Books

Review: Folklore combine for 'unflinching portrait' of war in 'Moon Brow'

Written by great Iranian novelist Shahriar Mandanipour, “Moon Brow” is a powerfully imaginative novel about war and its long-lasting repercussions.

Here is the story of Amir Yamini, a young playboy who willed away his days drinking, reading poetry, and chasing women until, after a particularly spectacular bit of drinking, he attacked his father. This event, coupled with the changing political climate, set Amir’s life off on a very different trajectory: he served in the Iran-Iraq war and spent years in a mental hospital before being found by his mother and sister.

Now back at home with an amputated arm, Amir is celebrated as a living martyr but also feared because of his delicate mental state. Amir claims to not be mentally ill — he says he was hiding in the hospital — but his family believe differently and hire guards to keep him confined to the walled garden.
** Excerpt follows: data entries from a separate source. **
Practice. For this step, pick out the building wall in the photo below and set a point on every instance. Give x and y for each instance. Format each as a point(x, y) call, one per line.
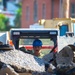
point(52, 11)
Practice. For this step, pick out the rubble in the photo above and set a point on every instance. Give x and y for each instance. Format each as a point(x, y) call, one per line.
point(21, 62)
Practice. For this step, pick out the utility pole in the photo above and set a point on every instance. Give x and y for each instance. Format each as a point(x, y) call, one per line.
point(66, 4)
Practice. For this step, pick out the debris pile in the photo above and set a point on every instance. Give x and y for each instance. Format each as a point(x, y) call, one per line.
point(20, 62)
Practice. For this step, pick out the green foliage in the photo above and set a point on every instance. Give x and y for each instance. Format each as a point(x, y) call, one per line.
point(3, 22)
point(17, 20)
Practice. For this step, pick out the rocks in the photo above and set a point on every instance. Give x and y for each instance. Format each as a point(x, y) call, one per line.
point(22, 62)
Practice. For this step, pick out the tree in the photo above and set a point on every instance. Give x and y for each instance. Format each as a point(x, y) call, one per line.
point(17, 20)
point(4, 21)
point(66, 8)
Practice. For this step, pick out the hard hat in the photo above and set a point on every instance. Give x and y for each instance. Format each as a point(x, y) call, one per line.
point(37, 42)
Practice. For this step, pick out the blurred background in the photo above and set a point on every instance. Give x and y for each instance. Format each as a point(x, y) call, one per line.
point(25, 13)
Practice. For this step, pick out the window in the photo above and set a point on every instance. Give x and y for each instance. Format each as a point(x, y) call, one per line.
point(73, 10)
point(43, 11)
point(35, 10)
point(27, 13)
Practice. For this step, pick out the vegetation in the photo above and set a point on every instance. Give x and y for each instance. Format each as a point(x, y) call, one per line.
point(4, 22)
point(17, 20)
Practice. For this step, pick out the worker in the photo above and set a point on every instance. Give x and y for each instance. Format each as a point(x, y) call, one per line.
point(37, 45)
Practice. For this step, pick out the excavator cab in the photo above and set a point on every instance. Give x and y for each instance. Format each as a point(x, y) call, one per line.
point(24, 37)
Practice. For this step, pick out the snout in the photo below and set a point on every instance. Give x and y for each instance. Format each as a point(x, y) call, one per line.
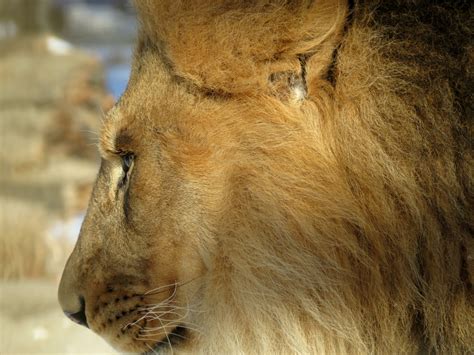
point(70, 298)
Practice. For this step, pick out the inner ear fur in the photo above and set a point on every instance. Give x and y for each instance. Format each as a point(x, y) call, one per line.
point(236, 46)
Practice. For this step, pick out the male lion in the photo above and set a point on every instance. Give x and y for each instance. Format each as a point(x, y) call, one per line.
point(285, 177)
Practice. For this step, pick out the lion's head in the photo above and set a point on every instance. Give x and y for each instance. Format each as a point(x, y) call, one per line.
point(264, 187)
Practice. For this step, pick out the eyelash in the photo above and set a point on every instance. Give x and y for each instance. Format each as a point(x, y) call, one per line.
point(127, 161)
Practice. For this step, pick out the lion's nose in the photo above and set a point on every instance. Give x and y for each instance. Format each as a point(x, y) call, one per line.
point(71, 297)
point(78, 317)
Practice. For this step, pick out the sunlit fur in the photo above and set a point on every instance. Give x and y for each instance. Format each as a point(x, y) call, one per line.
point(329, 222)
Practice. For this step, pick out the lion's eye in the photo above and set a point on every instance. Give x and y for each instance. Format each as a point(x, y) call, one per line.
point(127, 161)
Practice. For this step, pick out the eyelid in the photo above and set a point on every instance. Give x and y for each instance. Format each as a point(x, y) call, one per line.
point(127, 160)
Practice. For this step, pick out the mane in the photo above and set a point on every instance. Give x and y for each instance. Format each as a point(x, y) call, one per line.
point(365, 243)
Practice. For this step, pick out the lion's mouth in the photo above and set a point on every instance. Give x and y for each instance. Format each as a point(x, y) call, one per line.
point(175, 337)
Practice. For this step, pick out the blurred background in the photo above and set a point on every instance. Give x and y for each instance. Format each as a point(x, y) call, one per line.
point(63, 63)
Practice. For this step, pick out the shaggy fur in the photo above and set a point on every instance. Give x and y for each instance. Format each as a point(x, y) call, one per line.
point(302, 175)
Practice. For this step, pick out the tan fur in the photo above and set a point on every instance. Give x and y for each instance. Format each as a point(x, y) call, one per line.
point(337, 222)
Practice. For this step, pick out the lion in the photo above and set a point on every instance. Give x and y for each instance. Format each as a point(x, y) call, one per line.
point(285, 177)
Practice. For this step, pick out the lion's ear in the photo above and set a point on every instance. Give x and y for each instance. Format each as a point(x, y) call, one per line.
point(242, 47)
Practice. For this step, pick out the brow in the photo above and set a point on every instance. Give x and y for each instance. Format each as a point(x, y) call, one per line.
point(123, 141)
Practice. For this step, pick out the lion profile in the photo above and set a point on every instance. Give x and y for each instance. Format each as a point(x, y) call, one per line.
point(285, 177)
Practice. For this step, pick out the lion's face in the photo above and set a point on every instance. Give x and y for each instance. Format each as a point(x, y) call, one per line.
point(145, 244)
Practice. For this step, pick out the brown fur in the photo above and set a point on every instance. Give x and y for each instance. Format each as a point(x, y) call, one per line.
point(334, 221)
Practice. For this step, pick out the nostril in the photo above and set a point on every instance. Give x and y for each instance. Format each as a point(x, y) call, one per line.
point(79, 317)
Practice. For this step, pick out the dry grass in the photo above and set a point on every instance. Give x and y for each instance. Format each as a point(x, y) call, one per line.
point(24, 249)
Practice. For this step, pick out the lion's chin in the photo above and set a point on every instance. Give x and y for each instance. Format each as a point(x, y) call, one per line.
point(175, 338)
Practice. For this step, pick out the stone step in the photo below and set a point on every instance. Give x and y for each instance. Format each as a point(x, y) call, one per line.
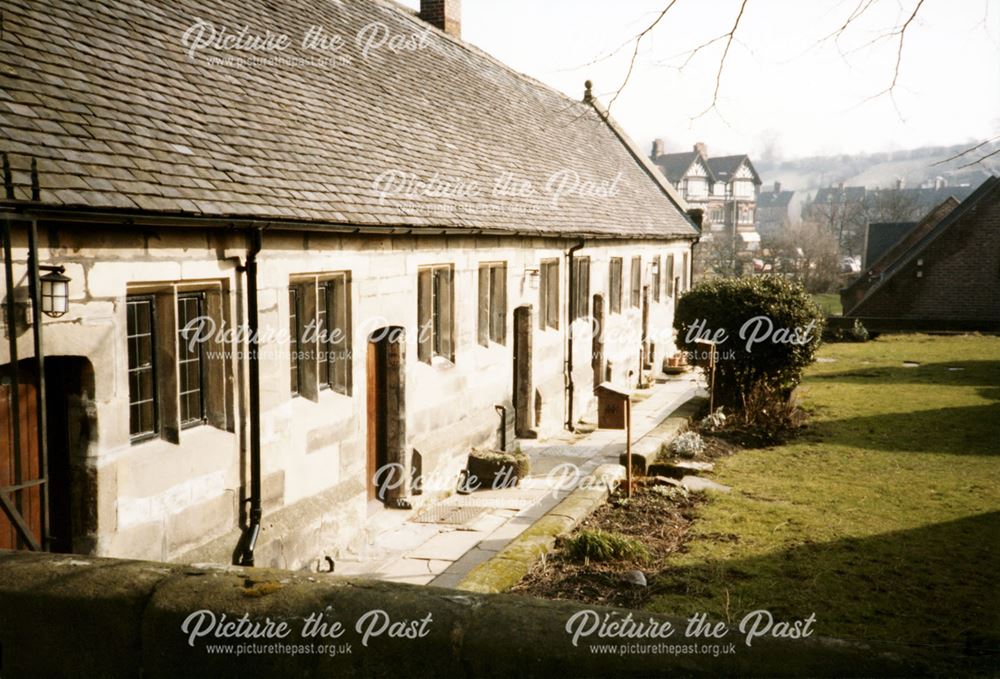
point(677, 469)
point(647, 449)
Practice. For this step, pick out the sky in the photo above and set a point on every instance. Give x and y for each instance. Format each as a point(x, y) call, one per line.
point(785, 92)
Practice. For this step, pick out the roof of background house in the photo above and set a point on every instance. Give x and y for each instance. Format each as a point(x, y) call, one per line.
point(724, 167)
point(922, 235)
point(881, 236)
point(675, 165)
point(774, 199)
point(106, 96)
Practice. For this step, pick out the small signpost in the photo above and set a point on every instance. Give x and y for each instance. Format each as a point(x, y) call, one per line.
point(614, 411)
point(712, 356)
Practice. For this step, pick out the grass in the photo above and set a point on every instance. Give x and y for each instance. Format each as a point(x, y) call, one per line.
point(829, 302)
point(883, 519)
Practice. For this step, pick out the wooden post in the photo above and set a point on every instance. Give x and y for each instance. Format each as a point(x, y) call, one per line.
point(628, 447)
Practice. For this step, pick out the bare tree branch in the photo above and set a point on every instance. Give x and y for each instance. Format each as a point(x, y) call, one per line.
point(635, 52)
point(722, 62)
point(901, 32)
point(966, 151)
point(976, 162)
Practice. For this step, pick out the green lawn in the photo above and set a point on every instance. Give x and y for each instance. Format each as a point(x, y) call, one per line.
point(883, 518)
point(829, 302)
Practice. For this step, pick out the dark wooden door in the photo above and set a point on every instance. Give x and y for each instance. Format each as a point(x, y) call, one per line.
point(19, 470)
point(387, 416)
point(522, 373)
point(376, 415)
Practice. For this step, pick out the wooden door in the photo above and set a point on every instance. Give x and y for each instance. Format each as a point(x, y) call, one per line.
point(387, 416)
point(19, 473)
point(376, 423)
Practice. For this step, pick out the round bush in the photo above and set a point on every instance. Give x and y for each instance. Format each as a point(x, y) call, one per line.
point(768, 328)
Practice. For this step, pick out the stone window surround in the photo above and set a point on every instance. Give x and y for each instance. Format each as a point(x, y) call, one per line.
point(218, 413)
point(306, 287)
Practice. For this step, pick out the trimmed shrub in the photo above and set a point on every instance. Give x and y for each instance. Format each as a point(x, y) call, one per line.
point(599, 545)
point(771, 327)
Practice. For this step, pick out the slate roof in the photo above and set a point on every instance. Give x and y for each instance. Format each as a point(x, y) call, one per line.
point(107, 98)
point(675, 165)
point(881, 236)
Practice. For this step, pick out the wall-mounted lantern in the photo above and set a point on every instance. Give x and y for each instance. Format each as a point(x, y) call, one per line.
point(533, 276)
point(55, 291)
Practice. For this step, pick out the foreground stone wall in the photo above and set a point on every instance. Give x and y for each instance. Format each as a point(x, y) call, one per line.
point(73, 616)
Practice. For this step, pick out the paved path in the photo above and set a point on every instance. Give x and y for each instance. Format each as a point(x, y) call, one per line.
point(405, 549)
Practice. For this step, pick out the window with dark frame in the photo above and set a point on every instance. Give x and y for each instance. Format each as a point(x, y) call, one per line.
point(294, 335)
point(581, 282)
point(492, 303)
point(670, 275)
point(143, 422)
point(435, 313)
point(333, 312)
point(190, 359)
point(548, 304)
point(615, 285)
point(324, 338)
point(636, 297)
point(655, 282)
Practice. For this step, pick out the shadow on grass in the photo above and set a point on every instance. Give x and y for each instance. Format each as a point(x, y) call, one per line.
point(930, 592)
point(963, 430)
point(969, 373)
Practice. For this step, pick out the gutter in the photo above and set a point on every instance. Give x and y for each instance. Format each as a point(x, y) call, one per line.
point(249, 539)
point(571, 295)
point(128, 217)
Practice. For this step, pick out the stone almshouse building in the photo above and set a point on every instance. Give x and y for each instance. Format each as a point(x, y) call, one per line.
point(456, 224)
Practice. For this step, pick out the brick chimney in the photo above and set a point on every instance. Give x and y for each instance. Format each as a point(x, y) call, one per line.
point(443, 14)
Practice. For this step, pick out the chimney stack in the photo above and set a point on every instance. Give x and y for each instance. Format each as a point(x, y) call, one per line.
point(443, 14)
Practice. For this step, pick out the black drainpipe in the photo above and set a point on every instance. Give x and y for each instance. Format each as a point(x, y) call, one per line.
point(41, 418)
point(569, 325)
point(253, 527)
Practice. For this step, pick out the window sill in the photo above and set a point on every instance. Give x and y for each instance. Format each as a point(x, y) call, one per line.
point(441, 363)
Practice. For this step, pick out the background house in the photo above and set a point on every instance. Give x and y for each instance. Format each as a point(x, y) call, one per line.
point(455, 229)
point(773, 210)
point(941, 274)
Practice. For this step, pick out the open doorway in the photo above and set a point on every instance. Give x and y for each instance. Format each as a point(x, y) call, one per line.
point(387, 470)
point(523, 411)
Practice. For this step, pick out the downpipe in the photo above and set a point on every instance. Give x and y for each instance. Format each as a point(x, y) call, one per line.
point(256, 513)
point(571, 308)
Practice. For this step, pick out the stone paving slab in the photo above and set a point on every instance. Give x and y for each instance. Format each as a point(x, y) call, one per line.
point(423, 553)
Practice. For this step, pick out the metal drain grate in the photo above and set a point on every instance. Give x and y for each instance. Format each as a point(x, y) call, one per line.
point(455, 515)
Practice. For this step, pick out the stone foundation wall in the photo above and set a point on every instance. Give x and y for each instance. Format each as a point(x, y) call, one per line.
point(76, 616)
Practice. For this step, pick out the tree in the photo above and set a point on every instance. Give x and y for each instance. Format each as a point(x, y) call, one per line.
point(729, 31)
point(807, 253)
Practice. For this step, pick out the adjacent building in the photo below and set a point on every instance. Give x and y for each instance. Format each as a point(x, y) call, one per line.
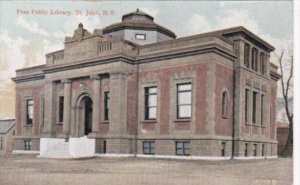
point(134, 88)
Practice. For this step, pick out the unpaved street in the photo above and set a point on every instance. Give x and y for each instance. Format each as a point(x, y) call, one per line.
point(29, 170)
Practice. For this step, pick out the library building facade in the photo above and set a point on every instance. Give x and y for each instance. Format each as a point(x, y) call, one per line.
point(133, 88)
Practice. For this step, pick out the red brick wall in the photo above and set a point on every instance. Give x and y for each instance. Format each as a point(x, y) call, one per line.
point(224, 81)
point(164, 76)
point(201, 102)
point(21, 95)
point(132, 98)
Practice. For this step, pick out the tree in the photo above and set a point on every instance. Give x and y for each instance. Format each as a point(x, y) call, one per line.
point(286, 65)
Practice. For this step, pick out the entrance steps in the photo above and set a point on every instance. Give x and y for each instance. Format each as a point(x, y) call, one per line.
point(60, 148)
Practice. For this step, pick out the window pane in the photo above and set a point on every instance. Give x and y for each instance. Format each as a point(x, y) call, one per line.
point(184, 98)
point(184, 87)
point(179, 145)
point(140, 36)
point(187, 151)
point(30, 109)
point(152, 112)
point(152, 100)
point(152, 90)
point(187, 145)
point(184, 111)
point(179, 151)
point(146, 150)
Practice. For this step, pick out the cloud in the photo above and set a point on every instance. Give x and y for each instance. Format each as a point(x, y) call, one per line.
point(89, 22)
point(51, 47)
point(12, 55)
point(198, 24)
point(33, 27)
point(152, 12)
point(234, 17)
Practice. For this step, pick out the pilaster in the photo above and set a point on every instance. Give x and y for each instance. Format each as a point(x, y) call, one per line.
point(96, 102)
point(67, 106)
point(50, 88)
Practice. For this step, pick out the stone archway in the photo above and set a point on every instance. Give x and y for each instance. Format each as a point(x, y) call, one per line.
point(83, 115)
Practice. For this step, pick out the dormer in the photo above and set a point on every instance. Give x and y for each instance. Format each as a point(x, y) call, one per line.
point(140, 28)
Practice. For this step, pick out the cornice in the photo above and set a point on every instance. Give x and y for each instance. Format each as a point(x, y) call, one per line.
point(81, 64)
point(212, 48)
point(29, 78)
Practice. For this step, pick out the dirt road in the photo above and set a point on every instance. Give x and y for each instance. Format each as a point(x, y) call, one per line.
point(29, 170)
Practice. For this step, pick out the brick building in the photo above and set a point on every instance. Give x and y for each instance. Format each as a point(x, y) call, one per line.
point(7, 132)
point(134, 88)
point(284, 149)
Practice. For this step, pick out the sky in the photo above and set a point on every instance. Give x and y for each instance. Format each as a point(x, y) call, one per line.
point(29, 30)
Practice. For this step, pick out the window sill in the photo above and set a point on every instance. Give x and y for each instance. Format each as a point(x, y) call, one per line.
point(149, 121)
point(182, 120)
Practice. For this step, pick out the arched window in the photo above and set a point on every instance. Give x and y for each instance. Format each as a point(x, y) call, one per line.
point(254, 59)
point(246, 54)
point(224, 104)
point(262, 63)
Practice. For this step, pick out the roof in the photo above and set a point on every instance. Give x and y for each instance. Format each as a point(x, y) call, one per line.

Amir’s condition has a profound effect on both the novel’s form and content. The narrative unspools in surprising ways, moving between settings, time periods and narrators, most notably twin scribes — one on Amir’s right shoulder, one on his left. The cacophony of voices immerses readers in the foggy haze of Amir’s mind, giving us the full sensation of peace, or panic, or frustration when the truth continues to slip away.

The novel’s momentum comes from Amir and his family struggling to piece together his faulty memory and discover what exactly happened to him during the war, and who is the mysterious woman who appears in his dreams, a woman he’s named Moon Brow?

A rich literary work filled with allegories and folklore, “Moon Brow” is an unflinching portrait of the complications of war.